NLP Research Scientist
Researching multimodal document understanding methods for reasoning over documents that combine text, tables, and images. Building large-scale multimodal ML systems.
About
I'm a postdoctoral researcher at the University of Edinburgh, working with Prof. Mirella Lapata on how vision-language models reason over real-world documents that combine text, tables, figures, and images. Tables have been my long-standing focus, but my work now spans documents as a whole. I have 14 years of combined experience across academia and industry.
Experience
Research on multimodal document understanding in Prof. Mirella Lapata's group, focusing on visually-represented language, table understanding, and reasoning over multimodal documents.
- TABLET (ICLR 2026): a 4M-example visual table understanding dataset across 21 tasks, where fine-tuned models improve robustness when exposed to real-world visually rich tables.
- Improving numerical reasoning of VLMs over long-context hybrid documents. Exploring agentic thinking and latent reasoning beyond chain-of-thought.

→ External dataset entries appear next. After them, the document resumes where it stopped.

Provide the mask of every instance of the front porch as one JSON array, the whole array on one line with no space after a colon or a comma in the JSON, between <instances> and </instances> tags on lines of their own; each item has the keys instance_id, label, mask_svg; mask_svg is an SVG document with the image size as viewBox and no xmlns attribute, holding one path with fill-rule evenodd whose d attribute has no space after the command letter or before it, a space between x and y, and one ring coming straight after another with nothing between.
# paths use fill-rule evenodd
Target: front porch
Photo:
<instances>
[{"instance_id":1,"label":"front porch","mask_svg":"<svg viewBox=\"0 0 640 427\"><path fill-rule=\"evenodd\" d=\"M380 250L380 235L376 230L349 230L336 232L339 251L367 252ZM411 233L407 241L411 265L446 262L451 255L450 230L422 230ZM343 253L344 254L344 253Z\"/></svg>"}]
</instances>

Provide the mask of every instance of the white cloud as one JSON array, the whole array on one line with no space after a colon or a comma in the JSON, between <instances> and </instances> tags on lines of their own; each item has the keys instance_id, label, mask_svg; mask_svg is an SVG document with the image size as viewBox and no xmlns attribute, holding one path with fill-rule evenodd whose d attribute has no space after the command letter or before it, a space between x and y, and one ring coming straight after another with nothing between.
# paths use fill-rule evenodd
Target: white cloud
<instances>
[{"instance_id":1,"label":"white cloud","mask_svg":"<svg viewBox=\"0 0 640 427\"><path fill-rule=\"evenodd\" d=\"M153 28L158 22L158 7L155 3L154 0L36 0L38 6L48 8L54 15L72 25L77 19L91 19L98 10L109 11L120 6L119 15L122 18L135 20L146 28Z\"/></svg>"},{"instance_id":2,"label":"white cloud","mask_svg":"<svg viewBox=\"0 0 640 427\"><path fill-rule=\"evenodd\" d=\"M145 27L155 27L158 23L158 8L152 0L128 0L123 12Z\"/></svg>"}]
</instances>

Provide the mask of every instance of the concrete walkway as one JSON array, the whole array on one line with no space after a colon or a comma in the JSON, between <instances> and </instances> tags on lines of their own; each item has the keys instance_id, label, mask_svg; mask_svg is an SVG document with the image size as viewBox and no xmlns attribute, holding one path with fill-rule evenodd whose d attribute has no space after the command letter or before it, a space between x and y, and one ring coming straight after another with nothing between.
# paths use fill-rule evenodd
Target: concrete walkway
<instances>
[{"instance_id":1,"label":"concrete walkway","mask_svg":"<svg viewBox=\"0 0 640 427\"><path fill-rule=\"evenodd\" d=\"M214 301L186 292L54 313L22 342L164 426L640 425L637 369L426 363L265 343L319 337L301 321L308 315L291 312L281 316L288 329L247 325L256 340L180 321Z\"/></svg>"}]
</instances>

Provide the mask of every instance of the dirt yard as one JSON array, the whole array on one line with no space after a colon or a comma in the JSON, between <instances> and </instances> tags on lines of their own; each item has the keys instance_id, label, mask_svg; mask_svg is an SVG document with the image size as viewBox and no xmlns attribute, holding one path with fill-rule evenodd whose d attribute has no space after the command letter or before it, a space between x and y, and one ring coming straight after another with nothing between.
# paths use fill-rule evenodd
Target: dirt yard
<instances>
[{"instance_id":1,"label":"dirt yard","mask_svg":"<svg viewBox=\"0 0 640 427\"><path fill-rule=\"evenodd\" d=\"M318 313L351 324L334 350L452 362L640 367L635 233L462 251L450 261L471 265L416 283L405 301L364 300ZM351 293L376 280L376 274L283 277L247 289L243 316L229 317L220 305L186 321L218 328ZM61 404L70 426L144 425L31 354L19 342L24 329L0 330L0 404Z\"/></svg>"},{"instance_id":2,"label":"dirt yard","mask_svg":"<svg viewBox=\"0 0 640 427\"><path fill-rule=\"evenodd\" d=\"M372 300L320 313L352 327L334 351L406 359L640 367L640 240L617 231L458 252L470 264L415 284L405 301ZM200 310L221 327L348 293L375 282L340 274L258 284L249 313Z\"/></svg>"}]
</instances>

Research across two projects: Luminous (EU project on multimodal dialogue for mixed reality headsets) and Antidote (retrieval-augmented medical question answering in LLMs).
- MATE (ACL 2025): a benchmark to test cross-modal entity correlation in vision-language models, showing state-of-the-art models fall significantly short of human performance.
- MedExpQA (Artificial Intelligence in Medicine, 2024): the first multilingual medical QA benchmark with gold explanations from medical doctors. Later adopted by Google as a training dataset for MedGemma.
Developed T5-based data-to-text generation for a widely-used commercial smart assistant. Earlier, developed LSTM-based models for text summarisation and slot filling, deployed in production on AWS.
Early-career research roles applying machine learning to data science problems, including anomaly detection in web logs and retail customer segmentation.